In re Grand Jury, 214 L. Ed. 2d 329 (U.S. 2023) invited the Supreme Court to answer a recurrent question: when a client confers with an attorney and receives both legal and non-legal advice, and the non-legal advice cannot be distinguished from the legal advice, does the attorney-client privilege protect all of the advice or none of it?
Federal Courts utilize different tests to determine whether an attorney’s dual-purpose communications are shielded from disclosure by the attorney-client privilege. The “primary purpose” test considers whether the primary purpose of the communication is to give or receive legal advice. In re County of Erie, 473 F.3d 413, 420 (2d Cir. 2007). The broader “because of” test “considers the totality of the circumstances and affords protection when it can fairly be said that the document was created because of anticipated litigation, and would not have been created in substantially similar form but for the prospect of that litigation.” In re Grand Jury Subpoena (Mark Torf/Torf Env't Mgmt.), 357 F.3d 900, 908 (9th Cir. 2004).

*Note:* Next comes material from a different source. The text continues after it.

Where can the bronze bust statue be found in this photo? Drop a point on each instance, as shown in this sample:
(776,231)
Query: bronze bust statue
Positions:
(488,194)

In this case, the U.S. District Court for the Central District of California held Appellants (a law firm and a company) in contempt after they failed to comply with grand jury subpoenas related to a criminal investigation. In re Grand Jury, 13 F.4th 710, 714 (9th Cir. 2021). Appellants argued that the district court erred in relying on the "primary purpose" test and should have instead relied on a broader "because of" test. They claimed that the communications were made in anticipation of litigation and therefore should be protected. The district court ruled that certain dual-purpose communications were not privileged because the "primary purpose” of the documents was to obtain tax advice, not legal advice.
After initially granting certiorari, and hearing oral argument, the Supreme Court then reversed course and dismissed the writ of certiorari as “improvidently granted.” That had the effect of permitting the Circuit Court ruling to stand. That falls short, however, of resolving the conflicting standards being applied by courts in different circuits.